We're talking about something that prevents form data loss. If it doesn't error on IE6/7 and simply doesn't work, then that's fairly graceful degradation that provides a benefit to users on more modern browsers.
But I suppose if your userbase is predominantly IE6/7, then it may not be worth the effort for you.
At least in the federal government in the DC area, IE6 and 7 are all but dead, basically. While there are still plenty of legacy servers running older versions, desktops are far less behind than they were even 2 years ago.
I'm admittedly only speaking for a dozen agencies or so, but things are definitely better off lately than they used to be.
Sure you can quote stats all day, but it depends on your target audience. If you are running a tech website (such as HN/TC/Reddit/etc) you will see a HUGE portion of visitors using browsers like Chrome/Firefox and hardly any IE.

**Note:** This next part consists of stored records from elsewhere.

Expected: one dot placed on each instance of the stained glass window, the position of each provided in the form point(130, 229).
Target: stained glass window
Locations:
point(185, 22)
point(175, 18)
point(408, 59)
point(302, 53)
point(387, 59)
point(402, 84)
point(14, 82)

However if you are building websites that regular people use they still use XP and IE7... so much so that it can account for 10-30% of your website traffic.. It really pains me when HTML frameworks like Foundation 3.x drop support for IE7 and below because there is still the userbase there.
IE7/8 is not dead for most of the world yet. People who run statcounter websites are getting data from people who run their tools. I would trust if someone like Google Analytics released an average browser usage as they are more widely used. Who the F uses statcounter nowadays?
 Though you can do tricks/hacks to make it work for IE7.